Various studies have analyzed how adolescents are influenced by their immediate social contexts and socio-cultural environments. For example, teacher behavior, the educational center, and the attitudes of parents have all been associated with the initiation of tobacco use [7, 26]. In addition, the prevalence of smoking among adolescents is lower when smoking is not permitted at home, especially if there is a complete ban; interestingly, this effect is independent of whether the parents are smokers [15]. Similarly, a cohort study [21] found that strong parental disapproval helped prevent smoking among adolescents, even after adjustment for parental smoking. These findings confirm that parental attitudes towards smoking are more important than the parents’ actual behavior. Similarly, the attitude of parents towards, and emphasis on compliance with, smoking rules at school are related to smoking by adolescents [26, 27]. The ITACA program is designed to reach the family through its adolescent members.
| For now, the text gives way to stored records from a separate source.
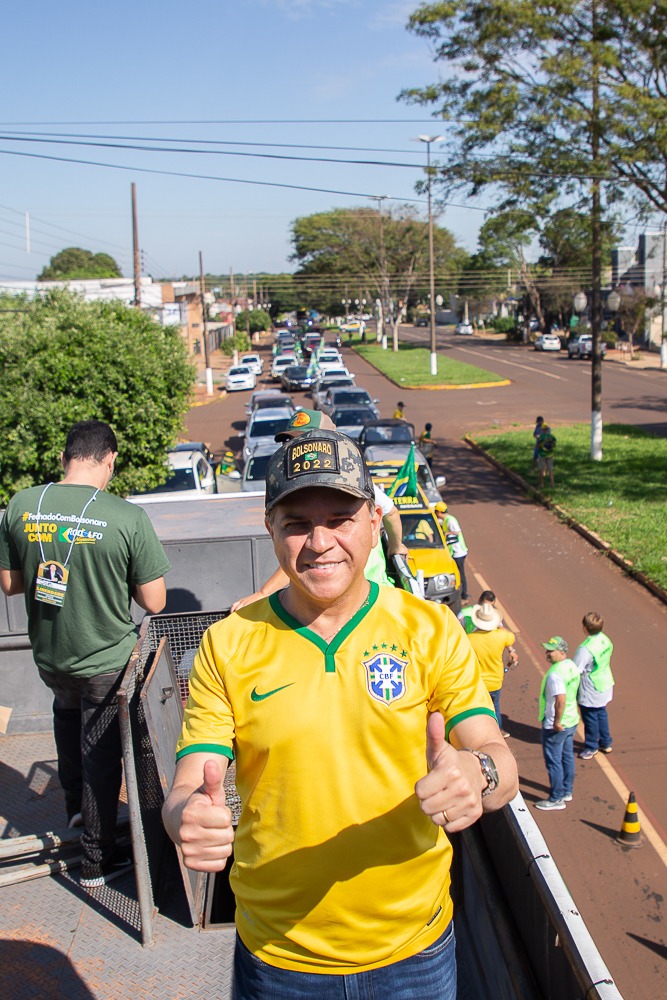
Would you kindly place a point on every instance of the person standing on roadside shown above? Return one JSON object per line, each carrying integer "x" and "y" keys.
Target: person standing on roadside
{"x": 455, "y": 542}
{"x": 342, "y": 886}
{"x": 79, "y": 623}
{"x": 539, "y": 422}
{"x": 546, "y": 445}
{"x": 489, "y": 641}
{"x": 559, "y": 716}
{"x": 596, "y": 686}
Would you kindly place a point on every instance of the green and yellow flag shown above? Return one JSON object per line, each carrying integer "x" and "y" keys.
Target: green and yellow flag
{"x": 405, "y": 484}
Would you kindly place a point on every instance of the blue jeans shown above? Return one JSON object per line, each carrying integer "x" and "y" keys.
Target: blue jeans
{"x": 558, "y": 750}
{"x": 495, "y": 698}
{"x": 596, "y": 727}
{"x": 430, "y": 974}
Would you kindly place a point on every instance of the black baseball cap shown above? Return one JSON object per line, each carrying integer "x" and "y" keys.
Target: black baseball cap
{"x": 317, "y": 458}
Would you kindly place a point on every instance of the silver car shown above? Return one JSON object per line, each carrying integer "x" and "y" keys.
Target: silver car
{"x": 263, "y": 426}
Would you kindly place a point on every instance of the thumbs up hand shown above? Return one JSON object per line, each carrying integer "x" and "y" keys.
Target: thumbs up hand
{"x": 451, "y": 792}
{"x": 206, "y": 834}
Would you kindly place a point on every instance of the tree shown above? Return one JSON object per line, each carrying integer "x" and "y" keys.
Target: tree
{"x": 253, "y": 321}
{"x": 553, "y": 102}
{"x": 65, "y": 360}
{"x": 362, "y": 253}
{"x": 74, "y": 262}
The effect of the wider environment on smoking has also been analyzed. For example, several transverse studies have shown that the percentage of smokers varies widely among educational centers [57]. Furthermore, a longitudinal study involving 166 secondary schools in England [6] found that the school influenced the percentage of students that smoked, independent of the students’ characteristics. Thus, it appears that the social environment can explain a large part of the variability among schools.

The evidence indicates that school-based preventive programs are not effective alone, but rather should be community-based, and should involve the classroom, the school environment, and the community [11]. However, few studies have rigorously analyzed the effect of such broader interventions. Most of the existing evidence comes from direct classroom interventions, with only anecdotal evidence of the intervention and its effect on individuals and the school environment [10]. Therefore, we herein propose a multifactorial intervention aimed at adolescents through their environment (school, teachers and parents). We believe that modifying the students’ immediate environment could have a marked effect on smoking rates among young people.